Leaving MSRE (Manual Segmentation Guide) is the estimated reference calculated by STAPLE from the three manual segmentations of the sub-regions, with MSREl being the voxeln set titled l in MSRE. First, for each of the twenty themes of each label, the Williams index was calculated using JC as a metric and the eleven Xils input, but only for the sub-regions used for manual tracking. Second, the ASREl was recalculated for each subject, but only on the basis of the sub-regions used for manual follow-up. JC was then measured between the Xil sub-regions and the new ASREl. Third, JC was measured for each advisor between Xil and MSREl (which is defined only for sub-regions used for manual tracing). The average value and standard deviation of the Williams Index and JC score relative to ASRE and MSRE on all subjects are presented in Figure 7. The plots of MDS were also generated on the basis of the average JC table on the twenty themes. Each matrix had 16 × 16 values equal to minus JC in the sub-regions between the 11 segmentations, the three manual segmentations, the MSRE and the new ASRE. The parcels are shown in Figure 8.

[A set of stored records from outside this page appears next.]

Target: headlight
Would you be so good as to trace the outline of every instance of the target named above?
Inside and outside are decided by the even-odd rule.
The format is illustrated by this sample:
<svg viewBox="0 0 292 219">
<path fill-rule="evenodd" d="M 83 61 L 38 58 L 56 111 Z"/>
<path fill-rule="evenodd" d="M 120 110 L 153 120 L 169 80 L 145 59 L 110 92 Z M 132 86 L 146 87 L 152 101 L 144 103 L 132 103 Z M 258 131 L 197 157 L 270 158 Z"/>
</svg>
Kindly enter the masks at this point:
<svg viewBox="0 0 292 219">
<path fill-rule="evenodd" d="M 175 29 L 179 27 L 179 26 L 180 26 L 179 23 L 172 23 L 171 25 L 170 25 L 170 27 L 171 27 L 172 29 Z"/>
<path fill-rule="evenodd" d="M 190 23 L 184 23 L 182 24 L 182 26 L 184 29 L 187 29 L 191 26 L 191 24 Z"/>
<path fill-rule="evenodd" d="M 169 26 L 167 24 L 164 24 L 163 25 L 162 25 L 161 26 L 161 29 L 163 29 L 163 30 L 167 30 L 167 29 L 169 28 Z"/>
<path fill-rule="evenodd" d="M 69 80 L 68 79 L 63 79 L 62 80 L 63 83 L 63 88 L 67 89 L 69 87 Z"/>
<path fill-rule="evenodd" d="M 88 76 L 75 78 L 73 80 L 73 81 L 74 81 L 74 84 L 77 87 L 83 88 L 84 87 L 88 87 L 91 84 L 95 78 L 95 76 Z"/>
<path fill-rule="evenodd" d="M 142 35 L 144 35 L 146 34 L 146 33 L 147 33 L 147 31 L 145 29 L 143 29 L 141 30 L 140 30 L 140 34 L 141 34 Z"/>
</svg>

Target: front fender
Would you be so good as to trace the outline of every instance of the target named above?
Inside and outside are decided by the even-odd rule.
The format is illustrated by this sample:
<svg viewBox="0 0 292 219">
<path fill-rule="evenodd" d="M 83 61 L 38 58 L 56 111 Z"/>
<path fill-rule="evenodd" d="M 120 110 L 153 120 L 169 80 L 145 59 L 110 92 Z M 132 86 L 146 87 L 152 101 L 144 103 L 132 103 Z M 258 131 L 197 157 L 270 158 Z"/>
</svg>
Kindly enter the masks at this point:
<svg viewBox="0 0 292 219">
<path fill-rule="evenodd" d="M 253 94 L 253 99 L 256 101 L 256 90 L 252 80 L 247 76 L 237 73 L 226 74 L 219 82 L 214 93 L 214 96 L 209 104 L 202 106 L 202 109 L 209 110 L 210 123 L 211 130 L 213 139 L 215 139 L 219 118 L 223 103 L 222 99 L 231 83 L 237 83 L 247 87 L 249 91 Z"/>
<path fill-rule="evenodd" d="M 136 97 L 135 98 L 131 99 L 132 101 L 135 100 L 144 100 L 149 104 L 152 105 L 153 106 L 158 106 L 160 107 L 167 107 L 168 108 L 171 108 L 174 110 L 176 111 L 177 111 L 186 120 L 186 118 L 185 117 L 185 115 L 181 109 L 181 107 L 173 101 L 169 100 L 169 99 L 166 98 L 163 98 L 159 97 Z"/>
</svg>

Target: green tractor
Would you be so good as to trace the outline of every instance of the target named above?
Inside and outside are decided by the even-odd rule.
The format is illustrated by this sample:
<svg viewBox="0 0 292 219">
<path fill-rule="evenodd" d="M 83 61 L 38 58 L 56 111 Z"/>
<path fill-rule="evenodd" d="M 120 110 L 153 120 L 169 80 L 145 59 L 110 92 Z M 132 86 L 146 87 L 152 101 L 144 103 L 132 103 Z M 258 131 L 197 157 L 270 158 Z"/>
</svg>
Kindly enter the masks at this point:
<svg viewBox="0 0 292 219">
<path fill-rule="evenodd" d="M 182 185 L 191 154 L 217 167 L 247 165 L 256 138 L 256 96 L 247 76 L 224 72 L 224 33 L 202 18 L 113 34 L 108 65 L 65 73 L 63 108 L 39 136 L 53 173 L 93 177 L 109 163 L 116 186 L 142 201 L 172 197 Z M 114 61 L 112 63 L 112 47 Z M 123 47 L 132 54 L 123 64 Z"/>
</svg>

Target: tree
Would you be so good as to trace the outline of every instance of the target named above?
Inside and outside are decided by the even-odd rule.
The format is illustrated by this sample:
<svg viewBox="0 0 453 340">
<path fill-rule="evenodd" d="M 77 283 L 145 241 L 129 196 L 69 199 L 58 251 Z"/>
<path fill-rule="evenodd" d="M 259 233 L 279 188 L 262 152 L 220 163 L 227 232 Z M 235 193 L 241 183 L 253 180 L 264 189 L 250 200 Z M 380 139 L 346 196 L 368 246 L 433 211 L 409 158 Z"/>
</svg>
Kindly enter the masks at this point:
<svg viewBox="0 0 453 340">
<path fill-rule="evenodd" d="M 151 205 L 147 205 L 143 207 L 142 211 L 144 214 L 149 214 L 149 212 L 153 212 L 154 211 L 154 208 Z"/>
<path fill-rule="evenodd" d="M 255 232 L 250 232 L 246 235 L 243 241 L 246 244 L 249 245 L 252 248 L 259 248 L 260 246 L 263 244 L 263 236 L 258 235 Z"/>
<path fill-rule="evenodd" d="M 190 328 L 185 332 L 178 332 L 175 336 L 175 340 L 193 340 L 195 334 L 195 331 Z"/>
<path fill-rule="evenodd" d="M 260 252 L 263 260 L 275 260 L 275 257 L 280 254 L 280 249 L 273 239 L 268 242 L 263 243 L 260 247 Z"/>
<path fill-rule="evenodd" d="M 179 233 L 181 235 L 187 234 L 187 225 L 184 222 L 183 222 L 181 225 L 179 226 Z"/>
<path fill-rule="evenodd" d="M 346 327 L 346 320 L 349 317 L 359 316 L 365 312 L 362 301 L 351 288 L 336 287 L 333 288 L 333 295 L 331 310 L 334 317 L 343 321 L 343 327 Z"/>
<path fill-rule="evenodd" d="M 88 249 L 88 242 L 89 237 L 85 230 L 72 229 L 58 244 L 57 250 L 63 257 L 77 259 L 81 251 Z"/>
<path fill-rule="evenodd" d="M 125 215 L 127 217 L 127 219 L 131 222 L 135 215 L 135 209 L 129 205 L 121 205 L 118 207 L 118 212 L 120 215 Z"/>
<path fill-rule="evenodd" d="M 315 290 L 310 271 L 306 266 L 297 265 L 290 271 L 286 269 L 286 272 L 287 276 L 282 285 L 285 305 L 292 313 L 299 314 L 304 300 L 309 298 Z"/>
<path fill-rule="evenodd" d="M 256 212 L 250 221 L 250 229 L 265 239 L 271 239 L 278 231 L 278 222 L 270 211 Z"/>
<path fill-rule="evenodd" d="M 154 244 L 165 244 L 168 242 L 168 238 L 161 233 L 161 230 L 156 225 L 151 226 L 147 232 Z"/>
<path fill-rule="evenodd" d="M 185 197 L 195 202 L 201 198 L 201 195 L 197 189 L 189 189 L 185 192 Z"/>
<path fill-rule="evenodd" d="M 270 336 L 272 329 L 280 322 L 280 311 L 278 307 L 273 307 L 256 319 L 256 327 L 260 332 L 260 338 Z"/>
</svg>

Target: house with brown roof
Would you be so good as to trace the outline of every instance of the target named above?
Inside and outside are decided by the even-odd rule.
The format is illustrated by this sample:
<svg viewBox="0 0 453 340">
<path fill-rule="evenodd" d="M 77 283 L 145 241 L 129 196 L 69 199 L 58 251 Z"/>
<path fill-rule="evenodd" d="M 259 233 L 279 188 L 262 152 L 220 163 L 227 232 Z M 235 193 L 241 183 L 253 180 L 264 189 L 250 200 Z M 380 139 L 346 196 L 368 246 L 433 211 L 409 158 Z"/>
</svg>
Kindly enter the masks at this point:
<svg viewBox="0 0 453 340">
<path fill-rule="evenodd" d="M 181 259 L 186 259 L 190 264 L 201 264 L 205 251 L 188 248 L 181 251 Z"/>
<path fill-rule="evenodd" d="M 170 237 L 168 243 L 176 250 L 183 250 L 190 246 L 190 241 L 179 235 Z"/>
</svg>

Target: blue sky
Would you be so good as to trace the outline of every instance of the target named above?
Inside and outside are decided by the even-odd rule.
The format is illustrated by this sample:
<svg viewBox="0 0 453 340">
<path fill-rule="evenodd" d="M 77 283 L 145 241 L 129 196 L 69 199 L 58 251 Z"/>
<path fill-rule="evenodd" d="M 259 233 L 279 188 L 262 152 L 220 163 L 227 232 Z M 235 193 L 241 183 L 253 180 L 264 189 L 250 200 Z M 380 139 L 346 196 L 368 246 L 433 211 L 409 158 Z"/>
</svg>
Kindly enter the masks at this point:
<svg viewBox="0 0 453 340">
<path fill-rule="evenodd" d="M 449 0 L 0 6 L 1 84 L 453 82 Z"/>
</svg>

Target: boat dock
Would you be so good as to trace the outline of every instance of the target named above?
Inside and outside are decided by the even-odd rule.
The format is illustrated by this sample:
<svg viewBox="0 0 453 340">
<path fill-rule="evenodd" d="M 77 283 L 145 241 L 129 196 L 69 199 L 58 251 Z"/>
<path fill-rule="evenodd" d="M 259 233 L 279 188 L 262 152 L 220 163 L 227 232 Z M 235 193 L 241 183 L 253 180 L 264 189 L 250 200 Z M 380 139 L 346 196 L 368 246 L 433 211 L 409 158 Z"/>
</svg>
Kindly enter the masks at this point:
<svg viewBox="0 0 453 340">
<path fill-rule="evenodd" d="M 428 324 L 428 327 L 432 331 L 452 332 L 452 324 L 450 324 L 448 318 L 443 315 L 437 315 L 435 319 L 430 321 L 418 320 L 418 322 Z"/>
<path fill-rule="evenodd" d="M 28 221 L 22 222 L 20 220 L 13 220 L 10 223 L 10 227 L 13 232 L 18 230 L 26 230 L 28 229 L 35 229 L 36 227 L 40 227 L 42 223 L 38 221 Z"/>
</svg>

The most important measures for MR brain segmentation are the simple match coefficient (SC), the jaccard coefficient (JC) and the dice coefficient (DC). Due to the large number of zeros in our binary cards, a22 is generally much larger than other match numbers and the range of SC values in the actual experience is not wide enough to be properly analyzed. We chose JC as a measure of similarity, since it evaluates only the quantity of horses of the foreground component (Jaccard, 1901): STAPLE was first introduced as a method of assessing the quality of binary segmentation among experts (Warfield et al., 2002a,b), and then was extended to multi-label segmentations (Rohlfing et al., 2003a,b). In this section, we briefly read the multi-label version of STAPLE, a complete description of the method in (Warfield et al., 2004). This algorithm calculates an estimated multi-label reference map from a series of segmentations (rater). Consider a segmented image with n voxels that use one of the possible labels. Let yourself be a × the matrix. Each item describes the probability that I miss a Voxel with t if the real label is t. This matrix resembles the standardized confusion matrix of a Bavarian classificier (Xu et al., 1992) and we will use this terminology for the rest of the paper.
Let`s be the unknown set of all the confusion matrixes that characterize all r-Rater. Let T- (T1, …, Tn)T be a vector representation of unknown actual segmentation and M a matrix n × r whose columns are known segmentations. M are incomplete data and (M, T) complete data. Staple is an estimation process based on the EM algorithm, which can estimate the truth T and the matrix at the same time by maximizing the expectation of the full probability of data log ln-f (M, T|). One of the most interesting features of STAPLE is that it produces performance measures for each segmentation algorithm (confusion matrixes) and a reconciliation of the common agreement, which can be considered an estimated baseline based on the underlying data. For more details on implementation, see Warfield et al. (2004). In terms of the order of priority of the techniques, some observations can be made.
First of all, we have the surprising result that the segmentation of single channels generally fares better than the double channel.